A Giovanna Rosadini il Premio Pavese 2023 per la poesia

di Ilaria Ester Ramazzotti
Il “raggiungimento di una terra promessa, quella a cui mi sono sempre sentita destinata”. Così la poetessa Giovanna Rosadini definisce la pratica della scrittura. Un raggiungimento che lo scorso 10 settembre è stato coronato dal prestigioso Premio Pavese (per la sezione poesia), promosso dalla Fondazione Cesare Pavese, svoltosi nella sua quarantesima edizione a Santo Stefano Belbo, Cuneo. “Davvero un grande onore – ha detto Giovanna Rosadini a Bet Magazine -. Sono contenta perché, se molti mi identificano come la poetessa di Unità di risveglio, raccolta nata dall’esperienza del coma e relativo, appunto, risveglio e riabilitazione, le motivazioni della giuria hanno invece centrato questa parte fondamentale del mio lavoro: l’attenzione data al sacro”. Centrali, nell’opera della nota poetessa, nonché direttrice della rivista Atelier e già editor alla Einaudi, sono infatti i temi ebraici.
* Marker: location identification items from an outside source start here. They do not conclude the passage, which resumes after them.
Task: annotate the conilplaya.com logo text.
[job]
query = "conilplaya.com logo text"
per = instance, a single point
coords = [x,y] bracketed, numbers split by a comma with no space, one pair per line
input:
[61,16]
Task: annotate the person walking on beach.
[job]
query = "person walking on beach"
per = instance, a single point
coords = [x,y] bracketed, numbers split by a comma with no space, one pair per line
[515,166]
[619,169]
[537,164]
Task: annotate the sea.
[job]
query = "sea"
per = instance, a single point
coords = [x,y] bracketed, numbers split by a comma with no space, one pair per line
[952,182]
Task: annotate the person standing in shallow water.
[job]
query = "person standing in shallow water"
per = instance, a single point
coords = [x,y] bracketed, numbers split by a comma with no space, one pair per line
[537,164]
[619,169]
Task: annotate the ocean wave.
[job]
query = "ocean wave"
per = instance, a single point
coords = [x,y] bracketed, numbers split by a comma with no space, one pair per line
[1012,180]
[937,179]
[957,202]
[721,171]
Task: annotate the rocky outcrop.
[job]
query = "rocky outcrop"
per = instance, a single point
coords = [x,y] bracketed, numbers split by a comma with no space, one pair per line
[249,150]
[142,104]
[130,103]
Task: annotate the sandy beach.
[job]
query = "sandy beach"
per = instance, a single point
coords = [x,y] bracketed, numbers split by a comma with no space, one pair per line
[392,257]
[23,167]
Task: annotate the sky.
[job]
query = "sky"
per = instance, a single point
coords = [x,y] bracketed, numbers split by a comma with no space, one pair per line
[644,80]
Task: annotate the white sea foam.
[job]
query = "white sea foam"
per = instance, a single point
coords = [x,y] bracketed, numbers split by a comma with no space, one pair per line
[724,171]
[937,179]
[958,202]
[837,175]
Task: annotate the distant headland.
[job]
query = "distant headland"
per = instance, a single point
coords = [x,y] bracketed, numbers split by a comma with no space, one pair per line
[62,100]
“La poesia di Giovanna Rosadini – leggiamo nella motivazione del premio -, si distingue per una sobrietà di meditazione, spesso biblica, che avvicina il suo sentire a quello di Primo Levi, ma anche all’ultimo Montale: «Cherubini senza più ali custodiscono / paradossi». La coscienza della tradizione ebraica ispira un acuto senso di responsabilità della parola e di fragilità della presenza umana”. Lo si evince approfonditamente nella silloge Numero completo dei giorni che, ha sottolineato Rosadini nel suo discorso pronunciato contestualmente alla ricezione del premio, è frutto “di un confronto con uno dei testi basilari della nostra civiltà occidentale di matrice giudaico-cristiana, vale a dire la Torà […]. Mi interessava avvicinarmi, con gli occhi di un lettore comune contemporaneo, e un approccio personale e libero, a quello che è un grandioso repertorio di temi e archetipi che ancora che ancora agiscono nel nostro inconscio individuale, ed è possibile ritrovare nella produzione culturale odierna. Ecco allora che Bereshit, ovvero Genesi (letteralmente: in principio) mi ha dato lo spunto per affrontare, in versi, il tema dell’inizio come possibilità di cambiamento e rigenerazione che possiamo sperimentare a qualsiasi età e in qualsiasi momento della nostra vita; […] il brano biblico, o parashà, che racconta del sacrificio (ma la traduzione letterale è “la legatura”) di Isacco è stato il punto di partenza per una riflessione sul significato dei legami profondi (laddove decidere di assumersene la responsabilità significa prendere atto della propria vulnerabilità, ovvero accettare il rischio e la sofferenza che ce ne possono derivare); mentre la parashà di Chajè Sarà, col suo riferimento alla morte di Sara, compagna di una vita di Abramo, e all’acquisto di quest’ultimo della grotta di Macpelà, un sito di sepoltura presso Hebron, come suggello della loro lunga e intensa storia d’amore, mi ha dato modo di scrivere del legame e della solidarietà coniugale. Così come l’episodio del Vitello d’oro, indice della problematicità del rapporto fra Mosè e il suo indisciplinato popolo, è stato lo spunto per affrontare il tema e la fatica di essere genitori, e anche l’ambivalenza del ruolo”.

“Mi preme infine citare – ha evidenziato la poetessa -, il passo dove si racconta della lotta fra Giacobbe e l’angelo, a mio parere uno dei più suggestivi e ricchi di implicazioni… affrontando l’angelo, cioè le proprie paure, i propri demoni, le proprie zone d’ombra, Giacobbe rinuncia al desiderio di sicurezza ripiombando in una notte primordiale, ma, proprio accettando la sfida, ritrova la luce… Ovvero, per diventare adulti, per guarire, bisogna affrontare le proprie debolezze e timori, la propria ferita (e, significativamente, una ferita che rende Giacobbe zoppo è la benedizione impartita dall’angelo)”. Una ferita, una benedizione e una crescita spirituale raccolte e proposte in versi poetici perché profondamente vissute. “La mia poesia – ha spiegato Rosadini -, nasce per osmosi con la vita: riesco a scrivere solo di cose che ho vissuto, patito e provato. E, siccome i sentimenti umani sono universali, mi auguro, così facendo, di scrivere per tutti”.